President Joe Biden will ask Congress to suspend the federal gasoline tax for three months, after his administration’s previous efforts failed to curb soaring pump prices that weigh heavily on his party’s political fortunes.

Biden will call for a pause in tax collections through September in a speech scheduled for 2 p.m. Wednesday in Washington, senior administration officials said. The national average gasoline price hit a record this month above US$5 a gallon, even after Biden ordered a historic release from US reserves earlier this year.

Any pause, however, is fraught with contradiction. Lowering the price of gasoline may spur demand, potentially exacerbating supply imbalances already roiling markets. Biden entered office describing climate change as an existential threat and pledging to scale back US drilling; he’s now calling for measures to make fossil fuels less expensive, while all but begging oil companies to boost production and refining.

And it’s unlikely Congress will heed the president’s request, as many Democrats have concerns about the move and Republicans aren’t inclined to help Biden with his biggest political liability ahead of a critical election in November.

As part of any suspension, Biden wants to reallocate other federal funding to make up the estimated US$10 billion hit to the Highway Trust Fund, which is supported primarily by gas taxes, according to the officials. They asked not to be identified as a condition of participation in a briefing.

Biden will ask that both the 18-cent-per-gallon federal tax on gasoline and the 24-cent-per-gallon tax on diesel be suspended, the officials said. That would be in addition to any state-level suspensions.

“Together, with the average cost of taxes at the state level of about 30 cents, that can give the American public about 50 cents off a gallon,” Amos Hochstein, the State Department’s senior adviser for energy security, told CNN Wednesday morning. 

Gasoline prices, a key driver of inflation that’s hit a four-decade high, have emerged as Biden’s foremost political problem as Democrats face losing control of one or both chambers of Congress in the November midterms. 

But pausing gasoline tax collections isn’t likely to be the answer. Congressional Republicans, who control 50 seats in the Senate, are making Biden’s economic policy and his failure to curb gasoline prices and broader inflation the centerpiece of their midterm campaign. And some Democrats oppose waiving the tax out of concern the policy would undermine highway maintenance.

House Speaker Nancy Pelosi and others have questioned whether a pause would result in lower prices for consumers at the gas pump. 

There’s even a risk of a backfire. Some states that paused their own fuel taxes saw prices come back higher than they would have been without a suspension, according to a study by the Wharton School at the University of Pennsylvania.

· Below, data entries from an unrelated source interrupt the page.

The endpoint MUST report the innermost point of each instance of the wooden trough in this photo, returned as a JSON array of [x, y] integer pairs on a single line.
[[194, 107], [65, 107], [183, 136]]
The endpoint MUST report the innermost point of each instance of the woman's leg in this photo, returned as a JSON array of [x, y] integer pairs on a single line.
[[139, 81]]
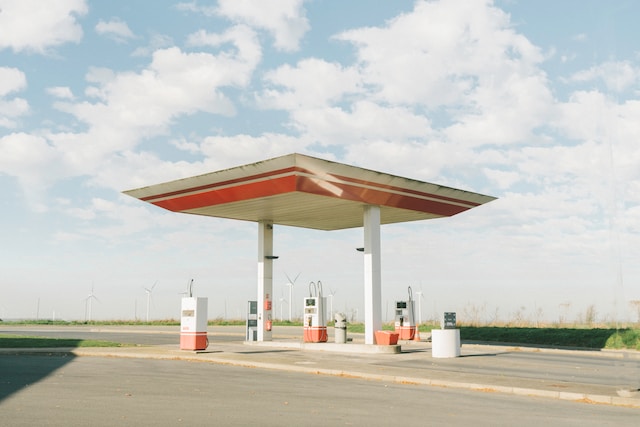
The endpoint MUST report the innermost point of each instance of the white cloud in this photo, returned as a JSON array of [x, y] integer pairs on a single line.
[[11, 80], [312, 83], [115, 29], [33, 161], [284, 19], [617, 76], [156, 42], [33, 25], [63, 92]]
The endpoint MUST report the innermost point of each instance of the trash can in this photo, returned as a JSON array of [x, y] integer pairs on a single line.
[[340, 325]]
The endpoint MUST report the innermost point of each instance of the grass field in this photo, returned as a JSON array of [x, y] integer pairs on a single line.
[[578, 337], [19, 341]]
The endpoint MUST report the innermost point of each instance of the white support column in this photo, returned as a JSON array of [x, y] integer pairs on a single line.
[[265, 280], [372, 276]]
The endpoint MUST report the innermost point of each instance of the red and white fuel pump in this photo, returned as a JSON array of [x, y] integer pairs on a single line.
[[193, 324], [315, 318], [405, 324]]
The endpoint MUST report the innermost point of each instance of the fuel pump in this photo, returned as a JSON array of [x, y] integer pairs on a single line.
[[315, 322], [405, 324], [252, 321], [193, 324]]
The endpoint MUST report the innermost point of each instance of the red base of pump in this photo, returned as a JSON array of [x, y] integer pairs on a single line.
[[315, 334], [406, 332], [193, 341]]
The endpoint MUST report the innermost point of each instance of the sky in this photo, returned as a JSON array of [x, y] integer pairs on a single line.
[[534, 102]]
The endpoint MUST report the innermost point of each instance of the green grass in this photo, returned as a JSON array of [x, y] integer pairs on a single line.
[[21, 341], [594, 338], [590, 338]]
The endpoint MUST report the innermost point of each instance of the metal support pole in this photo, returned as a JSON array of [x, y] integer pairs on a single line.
[[265, 280], [372, 276]]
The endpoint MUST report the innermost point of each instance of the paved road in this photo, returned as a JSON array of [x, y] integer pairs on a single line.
[[586, 369], [100, 391]]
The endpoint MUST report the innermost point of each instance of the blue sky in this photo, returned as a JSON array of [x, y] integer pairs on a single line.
[[536, 103]]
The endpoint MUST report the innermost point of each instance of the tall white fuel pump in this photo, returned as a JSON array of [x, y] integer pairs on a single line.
[[252, 321], [315, 317], [193, 323], [405, 324]]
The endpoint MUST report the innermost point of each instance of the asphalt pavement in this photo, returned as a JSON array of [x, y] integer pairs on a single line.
[[600, 377]]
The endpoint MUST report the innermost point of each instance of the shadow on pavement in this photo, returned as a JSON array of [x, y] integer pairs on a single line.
[[19, 369]]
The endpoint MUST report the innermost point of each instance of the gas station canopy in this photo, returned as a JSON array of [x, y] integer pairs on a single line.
[[303, 191]]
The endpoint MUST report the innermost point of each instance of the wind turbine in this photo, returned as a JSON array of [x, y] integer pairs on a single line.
[[189, 291], [148, 291], [290, 285], [87, 301]]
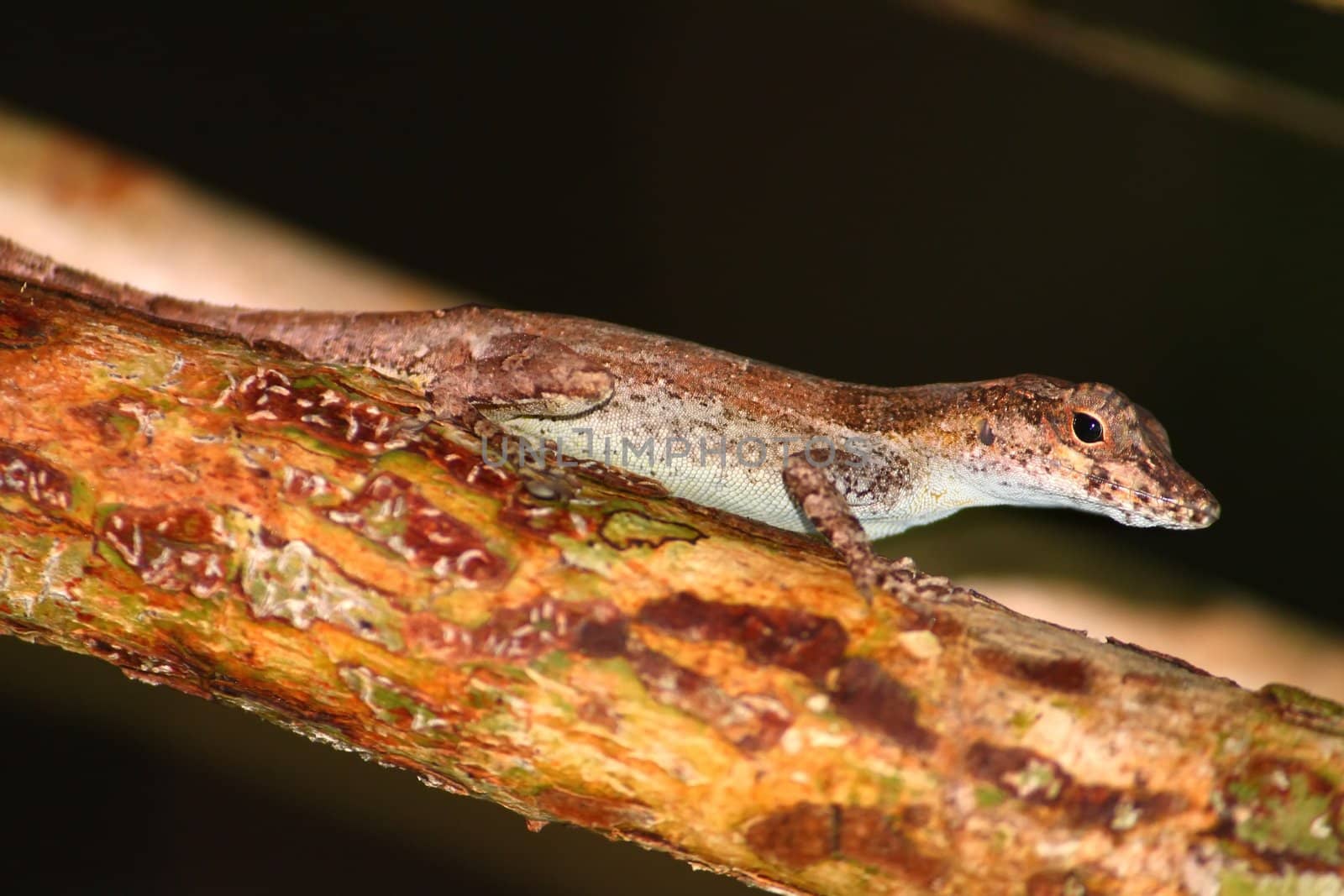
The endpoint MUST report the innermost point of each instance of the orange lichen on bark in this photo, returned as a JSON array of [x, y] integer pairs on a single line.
[[307, 543]]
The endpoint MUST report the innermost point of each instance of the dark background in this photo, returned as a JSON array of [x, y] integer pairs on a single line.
[[848, 188]]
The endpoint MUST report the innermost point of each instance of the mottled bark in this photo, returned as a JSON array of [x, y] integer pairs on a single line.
[[237, 523]]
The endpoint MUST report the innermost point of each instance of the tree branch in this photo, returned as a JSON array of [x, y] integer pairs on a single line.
[[241, 524]]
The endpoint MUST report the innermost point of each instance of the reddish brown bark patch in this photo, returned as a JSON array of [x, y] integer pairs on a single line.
[[1037, 779], [593, 812], [1285, 813], [867, 696], [601, 631], [327, 414], [1068, 674], [781, 637], [1304, 708], [19, 328], [390, 512], [750, 721], [114, 419], [468, 466], [869, 837], [796, 837], [31, 477], [1073, 882], [806, 833], [172, 548]]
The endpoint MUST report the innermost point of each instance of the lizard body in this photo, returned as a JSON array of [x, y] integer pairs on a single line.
[[790, 449]]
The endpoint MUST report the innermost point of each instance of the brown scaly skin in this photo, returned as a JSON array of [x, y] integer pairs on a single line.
[[927, 450]]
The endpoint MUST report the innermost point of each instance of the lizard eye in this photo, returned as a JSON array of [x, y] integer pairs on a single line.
[[1088, 429]]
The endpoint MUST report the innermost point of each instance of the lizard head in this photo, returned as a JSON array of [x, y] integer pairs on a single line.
[[1050, 443]]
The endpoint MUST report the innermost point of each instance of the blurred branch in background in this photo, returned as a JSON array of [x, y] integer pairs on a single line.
[[100, 210], [1210, 85]]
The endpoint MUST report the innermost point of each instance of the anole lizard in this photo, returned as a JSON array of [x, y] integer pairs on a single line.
[[853, 463]]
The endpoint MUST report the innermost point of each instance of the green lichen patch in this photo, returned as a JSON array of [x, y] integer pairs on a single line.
[[390, 703], [1304, 708], [625, 530], [1280, 806]]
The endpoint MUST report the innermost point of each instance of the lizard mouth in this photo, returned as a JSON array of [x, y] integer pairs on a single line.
[[1163, 508]]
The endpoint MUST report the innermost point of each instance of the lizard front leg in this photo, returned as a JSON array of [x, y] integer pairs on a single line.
[[815, 490]]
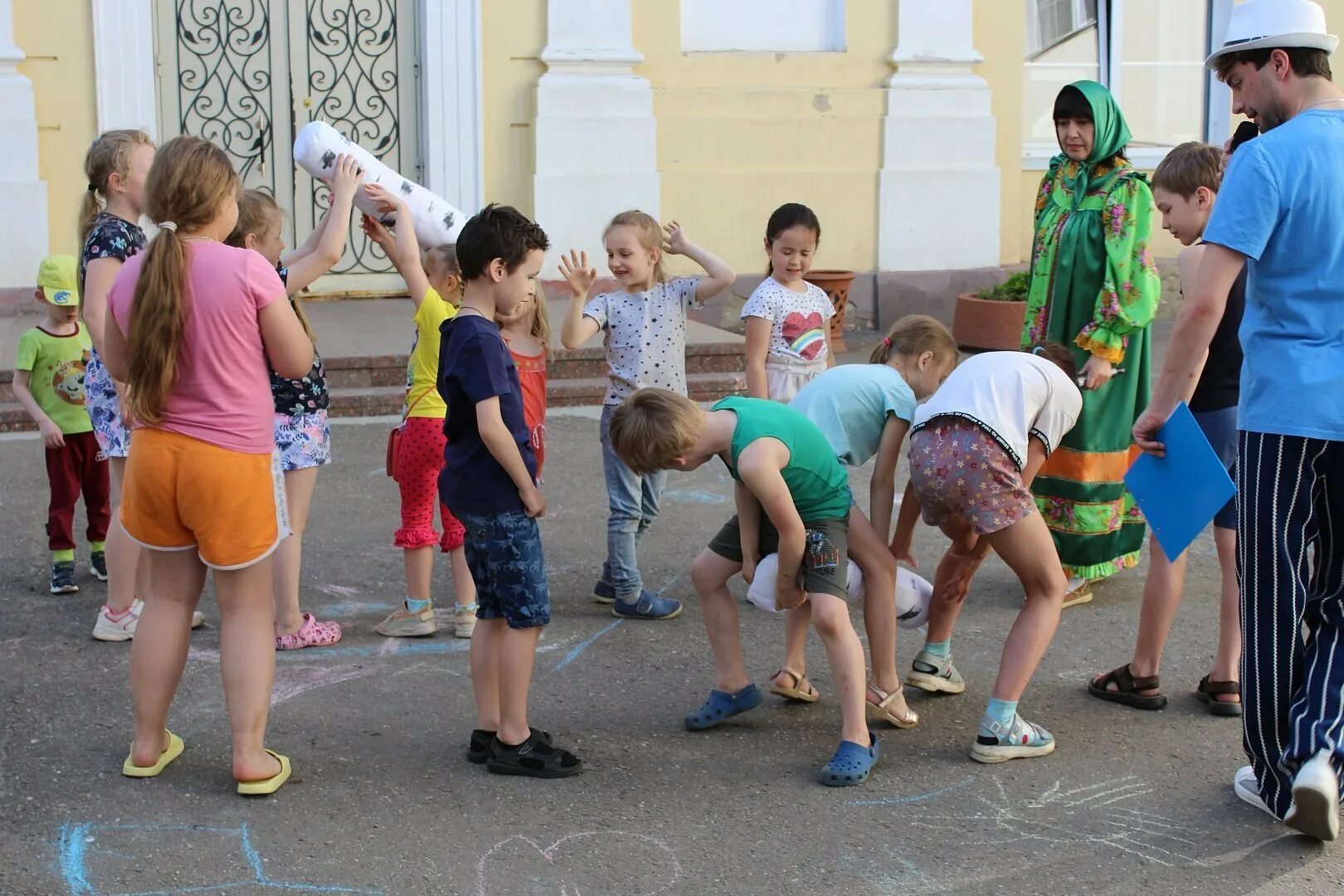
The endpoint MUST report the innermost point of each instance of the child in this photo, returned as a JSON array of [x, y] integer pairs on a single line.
[[976, 448], [489, 483], [645, 345], [527, 332], [203, 489], [116, 167], [788, 334], [864, 411], [49, 383], [303, 433], [785, 469], [435, 286], [1185, 188]]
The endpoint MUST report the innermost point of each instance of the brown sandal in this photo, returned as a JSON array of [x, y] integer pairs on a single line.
[[1207, 691], [801, 689], [1127, 689], [884, 712]]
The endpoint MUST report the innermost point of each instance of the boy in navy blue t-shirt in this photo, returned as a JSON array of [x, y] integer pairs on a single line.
[[489, 484]]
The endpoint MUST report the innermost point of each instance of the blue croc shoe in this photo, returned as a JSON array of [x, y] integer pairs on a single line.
[[647, 606], [721, 707], [851, 763]]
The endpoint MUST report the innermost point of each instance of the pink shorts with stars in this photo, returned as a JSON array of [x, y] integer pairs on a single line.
[[958, 470]]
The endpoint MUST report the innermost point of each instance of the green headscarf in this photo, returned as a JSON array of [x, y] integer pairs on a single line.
[[1112, 134]]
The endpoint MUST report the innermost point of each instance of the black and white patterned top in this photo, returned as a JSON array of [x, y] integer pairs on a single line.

Nonetheless, some states have already moved to relieve motorists of gas taxes. The governors of Connecticut and New York have suspended their state taxes, while the governors of Illinois and Colorado have delayed planned tax and fee increases.

Connecticut’s gas tax suspension ends this month, while New York’s began June 1 and will extend for seven months.

In his speech, the president also will call on refiners and retailers to funnel through more savings to consumers, the officials said, the latest salvo in his brewing feud with the oil sector, which he blames for price gouging and for doing too little to maintain pumping and refining capacity in the US.

On Tuesday, Biden rebuked the chief executive of Chevron Corp., Mike Wirth, after Wirth published a letter calling for Biden to stop criticizing the industry and make a “change in approach” to US energy policy. Biden told reporters, “I didn’t know they’d get their feelings hurt that quickly.” 

On Tuesday, Biden and a top economic aide downplayed concerns often cited in opposing a gas tax suspension -- that it would curb revenues needed to maintain roadways, or that savings wouldn’t be passed on to consumers. Biden said last year’s infrastructure law can fill the gap on funding, while adviser Heather Boushey said state-level pauses already in place show that consumers do benefit.

“We have a giant infrastructure bill we passed -- giant,” Biden said, referring to the infrastructure law last year that added US$550 billion in new funding for construction of roads, airports, ports and other public works. “It’s not like before. Look, it will have some impact but it’s not going to have an impact on major road construction and major repairs.”